Step 3: Update the platform yellow block
As mentioned above, when configuring the rfdc
the yellow block reports the
required AXI4-Stream sample clock. This corresponds to the User IP Clk Rate
of
the platform block. In this step that field for the platform yellow block would
be updated to match what the rfdc
reports, along with the RFPLL PL Clk
frequency that will be generating the clock used for the user design.
It is possible that for this tutorial nothing is needed to be done here, but it is a reminder that in general this will need to be done.

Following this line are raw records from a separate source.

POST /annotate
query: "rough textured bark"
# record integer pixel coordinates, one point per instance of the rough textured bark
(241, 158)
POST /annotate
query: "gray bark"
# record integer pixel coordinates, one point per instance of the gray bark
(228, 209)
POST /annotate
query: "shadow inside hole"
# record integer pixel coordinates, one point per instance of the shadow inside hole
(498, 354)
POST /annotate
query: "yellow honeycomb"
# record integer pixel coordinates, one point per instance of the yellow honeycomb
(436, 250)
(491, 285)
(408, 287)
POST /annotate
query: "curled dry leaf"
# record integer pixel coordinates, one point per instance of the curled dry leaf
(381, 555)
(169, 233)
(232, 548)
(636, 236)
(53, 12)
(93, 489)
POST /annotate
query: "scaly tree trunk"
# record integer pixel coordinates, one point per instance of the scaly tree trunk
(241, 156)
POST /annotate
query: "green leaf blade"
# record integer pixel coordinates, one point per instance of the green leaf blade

Step 4: Place and configure the Snapshot blocks
Next we want to be able to capture the data the ADCs are producing. The green
bitfield_snapshot
block from the CASPER DSP Blockset library can be used to do
this. Add a bitfield_snapshot
block to the design, found in CASPER DSP
Blockset->Scopes->bitfield_snapshot
.
Configure the snapshot block as follows:
Now we hook up the bitfield_snapshot
block to our rfdc
block. In its current
configuration, the snapshot block takes two data inputs, a write enable, and a
trigger. For both quad- and dual-tile platforms, wire the first two data
output streams from the rfdc
to the two in_*
ports of the snapshot block.
For the quad-tile platforms this is m00_axis_tdata
and m10_axis_tdata
. The
first digit in the signal name corresponds to the tile index, 0
for the first,
1
for the second, etc. The second digit in the signal name corresponds to the adc
index, in this case 0
is the first ADC input on each tile. In both Real
and
I/Q
digital output modes quad-tile platforms output all data bits on the same
bus. So in this example, with 4
samples per clock this results in 2
complex
samples ordered {I1, Q1, I0, Q0}
. Where in each ADC word, the most recent
sample is at the MSB of the word. With the snapshot block configured to capture
2^14
128-bit
words this is a total of 2^15
complex samples on both ports.
For dual-tile platforms in I/Q
digital output modes, the inphase and
quadarature data are produced from different ports. In this mode the first digit
of the signal name corresponds ot the tile index just as in the quad-tile. But
the second digit is 0
for inphase and 1
for quadrature data. In this example
then, with 4
sample per clock this is 4
complex samples with the two complex
components coming from different ports, m00_axis_tdata
for inphase data ordered
{I3, I2, I1, I0}
and m01_axis_tdata
with quadrature data ordered
{Q3, Q2, Q1, Q0}
. When configured in Real
digital output mode the second
digit is 0
for the first ADC and 2
for the second. With the snapshot block
configured to capture 2^14
128-bit
words this is a total of 2^16
complex
samples for the one port.
Next, we’re just going to leave write enable high, so add a blue Xilinx
constant block (Xilinx Blockset->Basic Elements->Constant
), connect it to the
snapshot we
port, and configure it as follows:
A blue Xilinx block is used here instead of a white simulink block because we
want the constant 1
to exist in the synthesized hardware design.
Lastly, we want to be able to trigger the snapshot block on command in software.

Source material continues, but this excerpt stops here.